Contrairement à ce que nous avons écrit, Godeau n’est pour rien dans le changement du quartier. Le commissaire a fait procéder à un arpentage selon le quartier en vigueur de son temps qui comptait donc 152 carreaux au lieu des 500 du quartier de 1246. Il fait allusion à l’arpentage de 1246 mais ne donne aucune indication sur la date du changement et le choix inattendu des 152 carreaux qui ne correspondent pas à une figure géométrique simple.

Par contre, il définit précisément le quartier dont il use et il indique clairement le mode de calcul du cens  : « à raison de chacun quartier de vigne étant en icelui bailliage, ayant et contenant en soit sept vingt douze carreaux est dû au roi notre dit sieur et à la recette la somme de douze sols deux deniers de cense, qui est un denier pour chacun carreau, excepté le vingt-cinquième carreau qui n'est point compté pour les raises et chirons qui se trouvent vagues entre lesdites vignes, et est dû dix-huit deniers de vinée ancienne, dont lesdites vignes ont été mesurées et arpentées vingt-deux pieds de long qui sont quatre-vingt huit pieds que contient chacun carreau en son sens carré, à mesurer par le bout, côté et urées sans entrer par dedans ».
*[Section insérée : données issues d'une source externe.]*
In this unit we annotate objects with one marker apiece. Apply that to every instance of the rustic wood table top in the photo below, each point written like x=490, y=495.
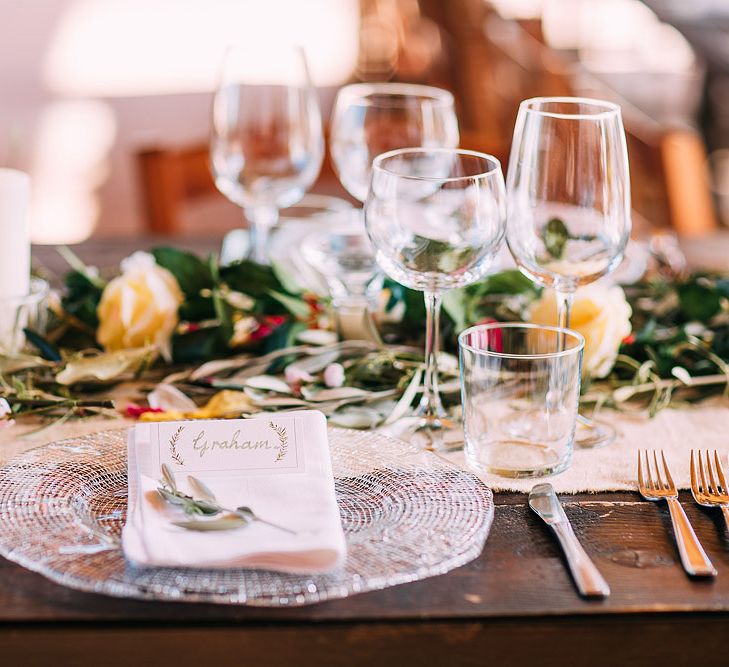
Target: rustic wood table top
x=513, y=605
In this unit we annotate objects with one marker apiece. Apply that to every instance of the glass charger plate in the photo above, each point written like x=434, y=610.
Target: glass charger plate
x=406, y=516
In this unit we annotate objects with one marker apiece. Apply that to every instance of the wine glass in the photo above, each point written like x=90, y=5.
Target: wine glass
x=436, y=218
x=372, y=118
x=369, y=119
x=569, y=202
x=266, y=145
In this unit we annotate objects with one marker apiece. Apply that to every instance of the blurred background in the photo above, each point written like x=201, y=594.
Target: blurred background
x=106, y=102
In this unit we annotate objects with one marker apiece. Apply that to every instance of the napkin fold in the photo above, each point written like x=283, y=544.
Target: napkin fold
x=278, y=465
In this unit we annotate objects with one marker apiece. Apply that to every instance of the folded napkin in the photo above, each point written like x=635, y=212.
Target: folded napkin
x=277, y=465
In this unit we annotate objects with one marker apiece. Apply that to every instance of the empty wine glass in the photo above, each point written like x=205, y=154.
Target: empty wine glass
x=266, y=143
x=569, y=201
x=436, y=218
x=372, y=118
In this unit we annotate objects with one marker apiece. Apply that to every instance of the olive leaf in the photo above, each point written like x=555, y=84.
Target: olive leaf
x=171, y=497
x=201, y=489
x=169, y=477
x=555, y=236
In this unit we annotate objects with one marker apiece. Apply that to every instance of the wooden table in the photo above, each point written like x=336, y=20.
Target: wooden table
x=514, y=605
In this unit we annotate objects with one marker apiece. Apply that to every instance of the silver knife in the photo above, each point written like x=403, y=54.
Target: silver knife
x=543, y=500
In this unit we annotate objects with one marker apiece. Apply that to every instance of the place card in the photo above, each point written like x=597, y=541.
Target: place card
x=257, y=446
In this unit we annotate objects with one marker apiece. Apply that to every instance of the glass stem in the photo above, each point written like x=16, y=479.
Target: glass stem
x=431, y=407
x=261, y=219
x=564, y=312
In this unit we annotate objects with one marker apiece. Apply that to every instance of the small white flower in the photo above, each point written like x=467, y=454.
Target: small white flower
x=294, y=375
x=334, y=375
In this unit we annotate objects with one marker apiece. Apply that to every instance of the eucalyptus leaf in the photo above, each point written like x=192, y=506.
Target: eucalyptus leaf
x=297, y=307
x=402, y=407
x=170, y=399
x=334, y=394
x=268, y=383
x=316, y=362
x=317, y=336
x=286, y=279
x=555, y=236
x=171, y=497
x=217, y=366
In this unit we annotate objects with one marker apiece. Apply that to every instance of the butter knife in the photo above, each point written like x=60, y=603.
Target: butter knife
x=543, y=500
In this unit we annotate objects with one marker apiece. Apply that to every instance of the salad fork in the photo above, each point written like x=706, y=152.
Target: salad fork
x=693, y=557
x=715, y=492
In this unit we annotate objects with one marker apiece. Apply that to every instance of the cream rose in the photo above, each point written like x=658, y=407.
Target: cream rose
x=139, y=307
x=600, y=313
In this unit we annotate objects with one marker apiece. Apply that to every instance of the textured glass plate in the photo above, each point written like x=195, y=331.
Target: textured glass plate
x=406, y=516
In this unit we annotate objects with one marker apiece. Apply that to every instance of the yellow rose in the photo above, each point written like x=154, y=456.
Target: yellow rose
x=601, y=314
x=139, y=307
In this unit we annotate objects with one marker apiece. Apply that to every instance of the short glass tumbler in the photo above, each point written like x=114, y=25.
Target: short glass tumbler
x=520, y=387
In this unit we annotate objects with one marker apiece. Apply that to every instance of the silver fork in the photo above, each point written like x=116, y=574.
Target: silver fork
x=693, y=557
x=708, y=489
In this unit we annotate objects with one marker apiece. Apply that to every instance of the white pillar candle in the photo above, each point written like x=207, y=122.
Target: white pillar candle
x=14, y=234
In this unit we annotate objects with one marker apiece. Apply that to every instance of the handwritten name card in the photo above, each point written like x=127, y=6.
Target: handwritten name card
x=267, y=445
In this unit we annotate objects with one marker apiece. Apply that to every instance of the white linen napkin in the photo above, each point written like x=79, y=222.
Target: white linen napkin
x=278, y=465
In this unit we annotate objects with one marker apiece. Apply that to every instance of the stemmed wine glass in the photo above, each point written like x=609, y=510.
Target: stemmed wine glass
x=266, y=144
x=436, y=218
x=569, y=201
x=372, y=118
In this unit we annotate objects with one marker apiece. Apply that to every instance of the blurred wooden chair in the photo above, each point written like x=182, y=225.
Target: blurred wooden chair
x=170, y=179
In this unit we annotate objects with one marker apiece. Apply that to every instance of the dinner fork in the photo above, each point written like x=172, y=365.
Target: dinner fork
x=715, y=493
x=693, y=557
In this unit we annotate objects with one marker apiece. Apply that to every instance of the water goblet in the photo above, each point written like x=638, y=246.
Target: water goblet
x=520, y=386
x=569, y=202
x=436, y=218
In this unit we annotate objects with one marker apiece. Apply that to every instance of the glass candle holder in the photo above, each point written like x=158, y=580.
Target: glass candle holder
x=18, y=313
x=520, y=388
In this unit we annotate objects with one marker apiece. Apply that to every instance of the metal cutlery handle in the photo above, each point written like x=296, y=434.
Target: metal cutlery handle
x=725, y=513
x=693, y=557
x=589, y=581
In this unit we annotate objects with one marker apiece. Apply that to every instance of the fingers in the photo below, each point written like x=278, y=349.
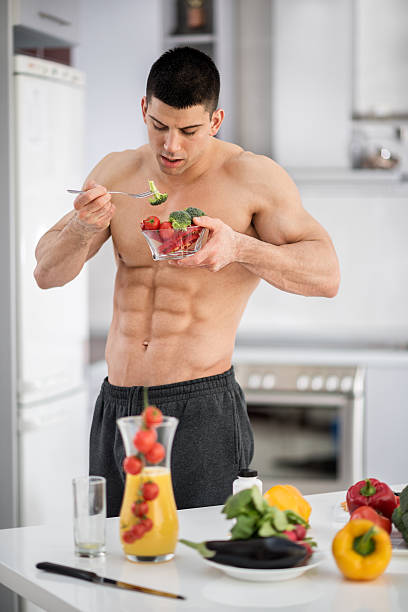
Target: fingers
x=94, y=207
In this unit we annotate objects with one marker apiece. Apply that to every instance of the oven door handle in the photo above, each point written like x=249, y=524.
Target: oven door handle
x=296, y=398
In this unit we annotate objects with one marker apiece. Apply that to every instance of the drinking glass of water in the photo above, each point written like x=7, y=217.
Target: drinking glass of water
x=89, y=515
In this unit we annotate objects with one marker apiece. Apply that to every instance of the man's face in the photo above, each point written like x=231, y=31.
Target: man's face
x=179, y=137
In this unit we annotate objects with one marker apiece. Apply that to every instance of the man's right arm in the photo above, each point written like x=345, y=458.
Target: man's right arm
x=63, y=250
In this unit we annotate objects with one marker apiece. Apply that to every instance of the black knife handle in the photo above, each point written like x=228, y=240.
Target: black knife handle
x=66, y=570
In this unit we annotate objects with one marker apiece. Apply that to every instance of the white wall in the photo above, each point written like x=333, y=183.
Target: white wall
x=369, y=233
x=311, y=82
x=118, y=43
x=381, y=57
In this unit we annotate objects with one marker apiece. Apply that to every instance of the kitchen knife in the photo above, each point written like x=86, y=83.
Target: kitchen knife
x=75, y=572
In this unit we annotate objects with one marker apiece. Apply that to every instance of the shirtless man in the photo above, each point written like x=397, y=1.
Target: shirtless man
x=174, y=322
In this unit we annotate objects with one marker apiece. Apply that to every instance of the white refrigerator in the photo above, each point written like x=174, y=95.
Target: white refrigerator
x=52, y=325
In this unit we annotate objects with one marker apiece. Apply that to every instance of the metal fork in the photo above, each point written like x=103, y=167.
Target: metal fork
x=145, y=194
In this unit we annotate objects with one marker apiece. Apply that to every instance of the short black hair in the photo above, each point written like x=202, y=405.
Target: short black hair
x=184, y=77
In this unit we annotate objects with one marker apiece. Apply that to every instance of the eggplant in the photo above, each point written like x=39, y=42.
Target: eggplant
x=274, y=552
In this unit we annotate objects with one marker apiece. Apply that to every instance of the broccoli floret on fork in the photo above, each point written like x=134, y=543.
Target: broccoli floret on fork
x=157, y=198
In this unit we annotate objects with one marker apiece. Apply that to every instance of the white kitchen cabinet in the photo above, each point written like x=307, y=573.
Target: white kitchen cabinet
x=216, y=38
x=386, y=423
x=58, y=19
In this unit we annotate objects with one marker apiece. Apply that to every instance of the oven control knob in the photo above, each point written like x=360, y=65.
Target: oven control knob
x=302, y=382
x=268, y=381
x=254, y=381
x=317, y=383
x=332, y=383
x=346, y=384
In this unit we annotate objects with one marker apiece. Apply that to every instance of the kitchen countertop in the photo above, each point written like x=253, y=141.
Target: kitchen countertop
x=205, y=588
x=329, y=355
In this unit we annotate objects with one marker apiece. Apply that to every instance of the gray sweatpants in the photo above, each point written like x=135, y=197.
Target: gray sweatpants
x=213, y=439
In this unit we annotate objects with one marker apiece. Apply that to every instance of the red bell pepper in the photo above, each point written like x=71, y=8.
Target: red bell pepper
x=366, y=512
x=371, y=492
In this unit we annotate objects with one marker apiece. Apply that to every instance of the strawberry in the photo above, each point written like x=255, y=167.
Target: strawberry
x=128, y=536
x=156, y=453
x=138, y=530
x=144, y=439
x=147, y=523
x=300, y=531
x=150, y=490
x=166, y=230
x=132, y=465
x=152, y=416
x=140, y=508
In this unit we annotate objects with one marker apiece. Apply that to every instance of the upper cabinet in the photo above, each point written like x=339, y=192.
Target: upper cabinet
x=46, y=22
x=380, y=75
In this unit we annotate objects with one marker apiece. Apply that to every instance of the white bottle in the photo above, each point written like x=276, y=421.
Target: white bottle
x=246, y=479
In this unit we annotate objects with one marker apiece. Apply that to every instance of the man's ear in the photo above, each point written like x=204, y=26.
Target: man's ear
x=216, y=120
x=144, y=107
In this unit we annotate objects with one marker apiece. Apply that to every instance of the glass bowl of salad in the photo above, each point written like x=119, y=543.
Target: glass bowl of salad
x=165, y=242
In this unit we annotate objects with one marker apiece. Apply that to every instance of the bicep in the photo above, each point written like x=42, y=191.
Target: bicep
x=282, y=218
x=52, y=234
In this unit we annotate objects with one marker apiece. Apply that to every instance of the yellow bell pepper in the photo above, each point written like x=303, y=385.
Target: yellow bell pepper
x=287, y=497
x=362, y=550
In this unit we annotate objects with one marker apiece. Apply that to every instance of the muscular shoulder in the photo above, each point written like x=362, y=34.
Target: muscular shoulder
x=117, y=165
x=261, y=175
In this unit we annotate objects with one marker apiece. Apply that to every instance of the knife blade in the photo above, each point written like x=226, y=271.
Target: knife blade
x=75, y=572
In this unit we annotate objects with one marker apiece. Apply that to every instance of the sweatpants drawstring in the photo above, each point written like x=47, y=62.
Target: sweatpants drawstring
x=133, y=391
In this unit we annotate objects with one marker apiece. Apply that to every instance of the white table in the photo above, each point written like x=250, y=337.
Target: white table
x=320, y=589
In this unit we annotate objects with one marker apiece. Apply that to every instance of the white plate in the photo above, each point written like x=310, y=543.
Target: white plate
x=272, y=575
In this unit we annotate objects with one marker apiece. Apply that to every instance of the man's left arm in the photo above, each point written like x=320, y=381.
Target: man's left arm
x=292, y=252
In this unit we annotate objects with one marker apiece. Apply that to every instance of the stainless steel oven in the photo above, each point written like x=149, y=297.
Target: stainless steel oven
x=307, y=423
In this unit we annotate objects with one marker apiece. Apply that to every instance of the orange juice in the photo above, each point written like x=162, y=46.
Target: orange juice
x=161, y=540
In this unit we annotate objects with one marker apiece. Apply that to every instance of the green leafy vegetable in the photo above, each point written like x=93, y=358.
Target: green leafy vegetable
x=157, y=198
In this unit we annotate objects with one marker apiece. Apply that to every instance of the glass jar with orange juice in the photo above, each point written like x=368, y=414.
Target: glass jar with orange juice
x=148, y=516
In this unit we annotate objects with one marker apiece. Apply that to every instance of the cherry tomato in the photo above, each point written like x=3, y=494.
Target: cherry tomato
x=156, y=453
x=150, y=490
x=132, y=465
x=152, y=416
x=140, y=508
x=144, y=439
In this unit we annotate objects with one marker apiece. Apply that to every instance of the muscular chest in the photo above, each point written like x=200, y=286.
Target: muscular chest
x=216, y=200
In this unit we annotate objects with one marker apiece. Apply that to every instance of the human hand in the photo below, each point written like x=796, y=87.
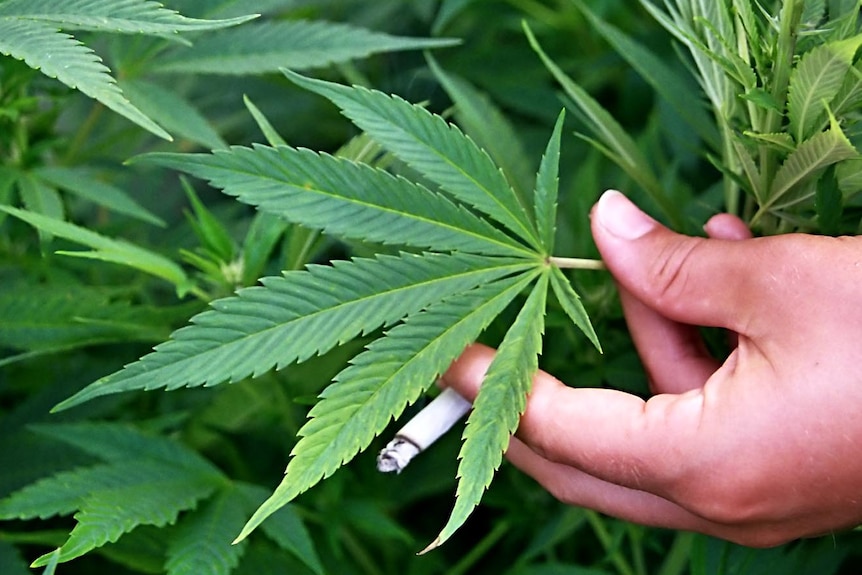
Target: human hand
x=760, y=449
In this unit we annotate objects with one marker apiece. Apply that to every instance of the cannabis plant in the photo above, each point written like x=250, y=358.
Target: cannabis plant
x=431, y=303
x=784, y=85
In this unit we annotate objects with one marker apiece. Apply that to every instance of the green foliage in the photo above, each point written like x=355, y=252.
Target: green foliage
x=270, y=326
x=30, y=31
x=385, y=243
x=781, y=87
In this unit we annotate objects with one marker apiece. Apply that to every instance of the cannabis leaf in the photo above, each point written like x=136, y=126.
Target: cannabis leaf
x=30, y=30
x=267, y=47
x=143, y=481
x=431, y=304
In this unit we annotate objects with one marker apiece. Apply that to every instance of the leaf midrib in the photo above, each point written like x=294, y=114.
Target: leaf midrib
x=513, y=245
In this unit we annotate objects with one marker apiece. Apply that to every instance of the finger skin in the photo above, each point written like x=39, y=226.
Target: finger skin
x=673, y=354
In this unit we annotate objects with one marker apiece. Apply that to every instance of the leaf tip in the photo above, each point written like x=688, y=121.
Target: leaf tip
x=431, y=546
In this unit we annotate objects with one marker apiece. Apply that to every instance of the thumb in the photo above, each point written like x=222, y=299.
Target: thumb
x=691, y=280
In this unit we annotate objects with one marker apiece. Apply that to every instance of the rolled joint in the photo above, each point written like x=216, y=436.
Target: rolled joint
x=422, y=430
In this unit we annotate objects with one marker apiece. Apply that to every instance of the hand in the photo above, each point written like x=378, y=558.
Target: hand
x=760, y=449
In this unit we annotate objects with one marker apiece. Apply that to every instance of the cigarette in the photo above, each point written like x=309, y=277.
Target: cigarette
x=424, y=429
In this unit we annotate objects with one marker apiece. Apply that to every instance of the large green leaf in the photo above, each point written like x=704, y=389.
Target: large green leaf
x=175, y=113
x=664, y=80
x=294, y=317
x=49, y=318
x=433, y=147
x=267, y=47
x=815, y=81
x=286, y=528
x=498, y=407
x=615, y=142
x=126, y=16
x=143, y=499
x=146, y=481
x=381, y=382
x=343, y=198
x=484, y=122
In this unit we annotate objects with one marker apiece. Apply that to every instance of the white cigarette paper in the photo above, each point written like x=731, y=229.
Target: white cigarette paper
x=425, y=428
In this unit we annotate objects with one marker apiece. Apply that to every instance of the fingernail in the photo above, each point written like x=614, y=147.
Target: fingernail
x=622, y=218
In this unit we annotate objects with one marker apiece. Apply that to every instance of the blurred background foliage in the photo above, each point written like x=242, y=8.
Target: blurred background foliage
x=65, y=322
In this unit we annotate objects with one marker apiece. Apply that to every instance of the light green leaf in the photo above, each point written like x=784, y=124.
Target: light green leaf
x=664, y=80
x=126, y=16
x=11, y=562
x=107, y=249
x=118, y=442
x=616, y=143
x=143, y=498
x=65, y=492
x=175, y=113
x=547, y=188
x=498, y=407
x=572, y=305
x=343, y=198
x=436, y=149
x=813, y=155
x=49, y=318
x=815, y=81
x=60, y=56
x=201, y=542
x=286, y=528
x=381, y=382
x=483, y=121
x=267, y=47
x=86, y=183
x=294, y=317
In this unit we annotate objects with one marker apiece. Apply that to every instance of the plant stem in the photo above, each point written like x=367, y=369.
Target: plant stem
x=606, y=540
x=577, y=263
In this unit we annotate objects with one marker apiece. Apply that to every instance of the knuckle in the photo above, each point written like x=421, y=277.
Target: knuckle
x=724, y=499
x=670, y=273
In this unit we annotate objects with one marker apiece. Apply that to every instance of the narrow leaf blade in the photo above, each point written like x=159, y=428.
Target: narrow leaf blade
x=572, y=305
x=126, y=16
x=547, y=188
x=433, y=147
x=107, y=249
x=816, y=153
x=343, y=198
x=267, y=47
x=201, y=541
x=498, y=407
x=815, y=81
x=380, y=383
x=294, y=317
x=60, y=56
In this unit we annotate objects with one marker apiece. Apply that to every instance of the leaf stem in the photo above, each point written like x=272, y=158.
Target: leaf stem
x=577, y=263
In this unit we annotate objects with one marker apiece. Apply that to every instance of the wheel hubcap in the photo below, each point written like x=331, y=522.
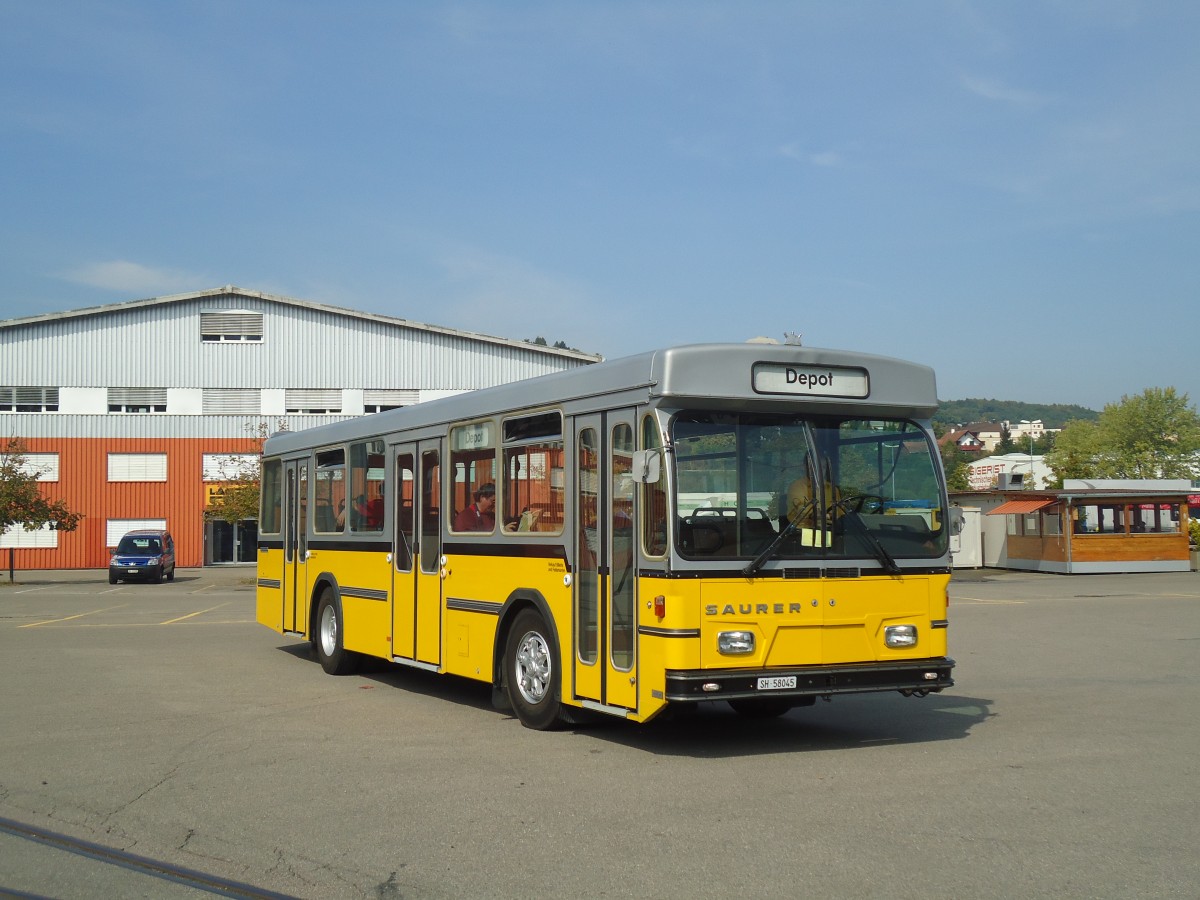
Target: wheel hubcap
x=328, y=631
x=533, y=667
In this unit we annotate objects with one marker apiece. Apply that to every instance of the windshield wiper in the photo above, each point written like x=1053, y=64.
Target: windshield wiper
x=877, y=550
x=771, y=549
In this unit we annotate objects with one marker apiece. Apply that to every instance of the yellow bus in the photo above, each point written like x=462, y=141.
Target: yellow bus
x=761, y=525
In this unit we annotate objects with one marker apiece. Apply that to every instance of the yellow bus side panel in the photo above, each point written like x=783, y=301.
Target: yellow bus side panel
x=269, y=601
x=366, y=621
x=469, y=636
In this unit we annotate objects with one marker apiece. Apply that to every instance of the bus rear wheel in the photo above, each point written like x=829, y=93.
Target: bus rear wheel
x=334, y=658
x=531, y=672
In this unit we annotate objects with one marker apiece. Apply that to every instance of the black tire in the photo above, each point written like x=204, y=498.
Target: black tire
x=327, y=637
x=531, y=672
x=768, y=707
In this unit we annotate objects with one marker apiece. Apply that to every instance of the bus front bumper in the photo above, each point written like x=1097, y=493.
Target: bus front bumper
x=910, y=677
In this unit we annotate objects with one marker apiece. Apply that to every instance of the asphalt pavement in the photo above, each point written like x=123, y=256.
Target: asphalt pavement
x=162, y=723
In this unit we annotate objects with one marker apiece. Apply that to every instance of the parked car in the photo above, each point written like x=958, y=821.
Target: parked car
x=143, y=556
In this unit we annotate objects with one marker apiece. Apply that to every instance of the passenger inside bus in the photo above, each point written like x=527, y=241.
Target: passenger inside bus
x=479, y=516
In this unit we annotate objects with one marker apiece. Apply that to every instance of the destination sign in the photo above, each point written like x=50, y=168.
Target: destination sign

Autrement dit, le quartier de vigne comprend 152 carrés appelés carreaux, de chacun 22 pieds de côté, soit 88 pieds de périmètre. Le devoir se compose de deux éléments. Le principal est le cens, représentant la valeur de la récolte, qui est calculé sur la base de 1 denier par carreau, mais en déduisant 1 carreau pour 25 carreaux, afin de tenir compte des espaces non productifs que sont les sentiers et les tas de pierre. Le second est la vinée, redevance fixe de 18 deniers par quartier.

Ainsi, pour le cens, les 152 carreaux d’arpentage sont diminués de 6 unités et le quartier, compté pour 146 carreaux, doit 146 deniers, soit 12 sous 2 deniers. En ajoutant les 18 deniers de la vinée, le quartier est chargé en tout de 13 sous 8 deniers.

Les mêmes dispositions ont été arrêtées en 1246. On sait en effet que le quartier a alors été frappé d’un cens de 40 sous. Les 500 carreaux du quartier d’arpentage ont ainsi été comptés pour 480 utiles, ce qui, à 1 denier par carreau, représente un cens de 480 deniers, soit 40 sous. Quant à la vinée, elle était aussi de 18 deniers par quartier, ce que Godeau appelle « la vinée ancienne ».